There are hundreds of online sites – some huge, some tiny – offering health information to consumers with wildly varying degrees of quality. At the top of the food chain are doctor-reviewed sites like MayoClinic.com and WebMD, and massive online health communities like EverydayHealth. Some sites offer encyclopedic, doctor-reviewed health information about symptoms, diseases and treatments from vendors like A.D.A.M. Health Solutions or Healthline.

The Health 2.0 conference is where you'll find start-ups like Medico and FoundHealth, which were part of a panel on health content moderated by former AOL Health general manager Marjorie Martin, who now serves as general manager/chief content officer for Canyon Ranch Enterprises and is a member of Center for Health Journalism Digital's advisory board.

There are interesting stories to be told here about engaging people with the right kind of health information at the right time. You'll want to watch for two trends emerging in today's health content: interactivity and visualization, Martin said.

"I do see more meshing of content and technology," Martin said. "There is more interactivity for consumers."

You also can expect to see more creative visualization of data, particularly social networking data, that lends itself to new insights, Martin noted. Here are some examples from the panel of how those trends are playing out:

Swarmology, one start-up highlighted at the panel, sifts through millions of pieces of social media data to "make sense of what people are talking about across the social web," said company president and CEO Malcolm Bohm. As he spoke, he created a "swarm" for asthma to show how people were talking about the condition on Facebook and Twitter. It looks like a cool research tool, but right now the site is aimed at helping marketers analyze consumer sentiment about drugs and diseases and insert messages in real time to help steer that conversation.

FoundHealth integrates information about alternative medicine and wellness alongside traditional information about mainstream treatments for diseases, which the site calls "health challenges." Health care providers, including homeopaths and other providers contribute information to the site, as do patients experiencing these "challenges." "We count on the community to tell us what they've tried and what worked for them," said FoundHealth CEO Rita Sharma.
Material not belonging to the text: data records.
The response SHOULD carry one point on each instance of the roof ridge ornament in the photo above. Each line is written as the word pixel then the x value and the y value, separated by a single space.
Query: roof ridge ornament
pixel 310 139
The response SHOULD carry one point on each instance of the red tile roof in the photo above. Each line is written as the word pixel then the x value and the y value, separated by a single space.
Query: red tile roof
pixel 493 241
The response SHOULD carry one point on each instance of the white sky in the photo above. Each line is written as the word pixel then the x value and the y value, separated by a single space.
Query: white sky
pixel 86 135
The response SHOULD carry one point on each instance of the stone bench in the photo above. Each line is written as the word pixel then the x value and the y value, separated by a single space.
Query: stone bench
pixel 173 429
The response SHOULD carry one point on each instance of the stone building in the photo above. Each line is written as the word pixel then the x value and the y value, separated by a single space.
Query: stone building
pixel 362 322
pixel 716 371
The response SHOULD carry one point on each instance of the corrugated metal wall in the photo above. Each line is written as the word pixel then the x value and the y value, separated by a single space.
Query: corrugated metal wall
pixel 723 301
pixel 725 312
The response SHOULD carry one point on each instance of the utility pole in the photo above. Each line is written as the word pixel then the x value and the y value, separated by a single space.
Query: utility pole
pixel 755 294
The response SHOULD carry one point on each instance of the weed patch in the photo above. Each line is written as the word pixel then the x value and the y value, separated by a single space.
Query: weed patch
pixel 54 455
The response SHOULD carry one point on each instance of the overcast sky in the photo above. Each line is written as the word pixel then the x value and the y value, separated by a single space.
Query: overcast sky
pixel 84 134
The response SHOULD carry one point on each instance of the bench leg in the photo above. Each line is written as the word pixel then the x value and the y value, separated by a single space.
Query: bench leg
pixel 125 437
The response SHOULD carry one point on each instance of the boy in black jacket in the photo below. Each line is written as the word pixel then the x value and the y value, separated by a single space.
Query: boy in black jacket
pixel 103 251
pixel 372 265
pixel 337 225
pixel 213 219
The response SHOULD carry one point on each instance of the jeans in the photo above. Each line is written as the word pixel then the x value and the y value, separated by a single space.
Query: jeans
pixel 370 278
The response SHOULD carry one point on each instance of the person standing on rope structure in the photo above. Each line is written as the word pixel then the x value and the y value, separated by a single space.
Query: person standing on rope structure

Former Google product manager Elan Dekel is getting a lot of attention and financing for his site Medico, which aims to fill a gap in online health information outside the United States with a question and answer platform for patients and local doctors.  "People tend to be engaged with health content when it's relevant and local – people with similar names talking about similar problems that they have." The site has launched in Spanish and Portuguese.  

Organized Wisdom has been around for a while as a consumer-focused health information site, but it's now targeting doctors with tools they can use to curate "care packages" of credible, targeted online information for their patients who already are online and possibly adrift. Doctors have evolved from the days when they begged their patients to stay off the internet and are now far more comfortable online, Organized Wisdom co-founder Steve Krein said. "We've been trying to close the gap between the doctor visit and the search box."